The objectDefinitionSource
Last but not least, we need to configure the objectDefinitionSource in the boilerplate file from the tutorial sample to allow users with the correct roles to log in.
<property name="objectDefinitionSource">
<value>
CONVERT_URL_TO_LOWERCASE_BEFORE_COMPARISON
PATTERN_TYPE_APACHE_ANT
/login=IS_AUTHENTICATED_ANONYMOUSLY
/**=ROLE_MYAPPUSERS
</value>
</property>
Here we set the role ROLE_MYAPPUSERS should be allowed to access any URL of the application.
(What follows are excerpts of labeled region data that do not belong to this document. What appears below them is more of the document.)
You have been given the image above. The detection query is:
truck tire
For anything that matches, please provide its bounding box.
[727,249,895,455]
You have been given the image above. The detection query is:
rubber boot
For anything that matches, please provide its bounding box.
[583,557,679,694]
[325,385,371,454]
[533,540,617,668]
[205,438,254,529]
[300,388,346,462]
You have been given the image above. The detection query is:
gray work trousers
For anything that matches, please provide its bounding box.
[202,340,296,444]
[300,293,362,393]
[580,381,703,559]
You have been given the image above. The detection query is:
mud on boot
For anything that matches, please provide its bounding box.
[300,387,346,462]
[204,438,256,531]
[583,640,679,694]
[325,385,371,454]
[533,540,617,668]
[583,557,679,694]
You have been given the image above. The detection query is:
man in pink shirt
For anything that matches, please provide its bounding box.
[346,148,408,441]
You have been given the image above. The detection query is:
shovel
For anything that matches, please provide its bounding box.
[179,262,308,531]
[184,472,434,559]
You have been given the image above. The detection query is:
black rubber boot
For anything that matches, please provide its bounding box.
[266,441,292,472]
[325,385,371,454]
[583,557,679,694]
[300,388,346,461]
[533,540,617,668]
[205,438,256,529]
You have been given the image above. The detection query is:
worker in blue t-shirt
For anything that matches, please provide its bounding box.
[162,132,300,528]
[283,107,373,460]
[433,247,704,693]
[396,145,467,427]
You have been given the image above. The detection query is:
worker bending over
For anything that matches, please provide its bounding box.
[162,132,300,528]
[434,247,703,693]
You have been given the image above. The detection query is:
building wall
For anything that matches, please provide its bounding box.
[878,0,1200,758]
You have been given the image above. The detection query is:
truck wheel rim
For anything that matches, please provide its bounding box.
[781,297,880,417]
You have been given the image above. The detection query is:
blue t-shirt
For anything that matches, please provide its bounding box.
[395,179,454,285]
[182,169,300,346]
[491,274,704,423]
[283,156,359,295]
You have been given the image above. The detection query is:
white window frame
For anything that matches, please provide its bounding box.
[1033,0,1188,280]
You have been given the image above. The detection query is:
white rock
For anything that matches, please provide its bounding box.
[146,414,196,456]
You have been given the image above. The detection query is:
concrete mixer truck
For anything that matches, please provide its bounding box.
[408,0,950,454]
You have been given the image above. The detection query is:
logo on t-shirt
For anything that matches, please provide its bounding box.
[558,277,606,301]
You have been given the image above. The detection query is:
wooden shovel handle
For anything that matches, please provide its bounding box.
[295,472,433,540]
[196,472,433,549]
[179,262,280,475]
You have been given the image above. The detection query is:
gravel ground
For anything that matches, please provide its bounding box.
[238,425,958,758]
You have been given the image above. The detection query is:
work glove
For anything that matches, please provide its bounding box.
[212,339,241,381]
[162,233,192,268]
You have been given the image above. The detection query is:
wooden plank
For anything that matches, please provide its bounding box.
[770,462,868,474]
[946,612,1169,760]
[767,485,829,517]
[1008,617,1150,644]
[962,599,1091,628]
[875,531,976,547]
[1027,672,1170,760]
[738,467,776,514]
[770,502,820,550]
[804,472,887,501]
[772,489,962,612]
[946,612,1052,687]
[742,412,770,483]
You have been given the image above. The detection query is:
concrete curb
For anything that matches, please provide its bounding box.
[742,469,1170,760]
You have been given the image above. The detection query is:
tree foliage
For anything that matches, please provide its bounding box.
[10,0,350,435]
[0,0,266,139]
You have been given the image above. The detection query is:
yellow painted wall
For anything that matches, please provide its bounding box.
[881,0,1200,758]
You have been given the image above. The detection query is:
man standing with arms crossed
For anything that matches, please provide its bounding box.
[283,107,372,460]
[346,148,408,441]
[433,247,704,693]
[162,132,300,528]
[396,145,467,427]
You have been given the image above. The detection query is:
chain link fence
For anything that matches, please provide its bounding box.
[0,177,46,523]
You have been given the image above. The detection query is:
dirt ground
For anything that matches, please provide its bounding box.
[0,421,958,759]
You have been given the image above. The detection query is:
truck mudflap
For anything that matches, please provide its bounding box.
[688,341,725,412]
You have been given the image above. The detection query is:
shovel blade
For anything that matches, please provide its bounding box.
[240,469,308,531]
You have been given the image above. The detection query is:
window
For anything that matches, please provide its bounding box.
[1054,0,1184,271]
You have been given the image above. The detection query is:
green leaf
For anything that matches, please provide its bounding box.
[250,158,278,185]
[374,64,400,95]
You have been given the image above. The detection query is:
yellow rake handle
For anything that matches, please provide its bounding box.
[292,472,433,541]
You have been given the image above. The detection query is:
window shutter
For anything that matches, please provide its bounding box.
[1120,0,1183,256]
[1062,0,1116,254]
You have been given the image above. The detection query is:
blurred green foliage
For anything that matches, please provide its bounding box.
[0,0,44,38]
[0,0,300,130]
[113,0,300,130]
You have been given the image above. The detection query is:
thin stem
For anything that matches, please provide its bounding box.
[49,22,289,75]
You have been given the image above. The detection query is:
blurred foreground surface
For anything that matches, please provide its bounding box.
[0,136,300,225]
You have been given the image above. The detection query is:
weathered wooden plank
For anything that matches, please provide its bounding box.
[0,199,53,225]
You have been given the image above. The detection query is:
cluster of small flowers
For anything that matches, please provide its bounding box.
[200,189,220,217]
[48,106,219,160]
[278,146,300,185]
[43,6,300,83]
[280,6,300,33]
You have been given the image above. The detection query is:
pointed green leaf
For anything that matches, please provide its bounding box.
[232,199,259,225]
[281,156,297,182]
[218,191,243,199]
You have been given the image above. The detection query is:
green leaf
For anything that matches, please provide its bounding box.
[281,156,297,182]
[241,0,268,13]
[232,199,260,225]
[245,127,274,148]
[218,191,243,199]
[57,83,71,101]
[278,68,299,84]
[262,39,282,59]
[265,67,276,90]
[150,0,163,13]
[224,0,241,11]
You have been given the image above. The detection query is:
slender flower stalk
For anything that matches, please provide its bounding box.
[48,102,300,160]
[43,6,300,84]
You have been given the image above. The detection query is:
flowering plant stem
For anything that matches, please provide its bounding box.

We make one exception for the login page which any (unauthenticated) user can access, otherwise it would be impossible to log in.
Summary
That’s all you need to talk to an Active Directory and given Acegi’s flexibility you can pretty much bend this configuration any way you want to fit your needs.
I should point out that the possibility to set up all the beans in a simple TestCase instead of having to redeploy and test the web application made trying this out much faster. It also meant that I could try each part (e.g. the FilterBasedLdapUserSearch) in isolation.
Also, the power of Acegi is astounding. Given some (usually quite complex) configuration, it can be tweaked to perform authentication and authorization in pretty much any way imaginable. Very impressive and a great addition to Spring. Hopefully the new configuration support in Spring 2.0 will simplify the XML, I haven’t yet had the possibility to play with it.
Ah, glad to get that of my chest. Feedback, improvements are of course welcome!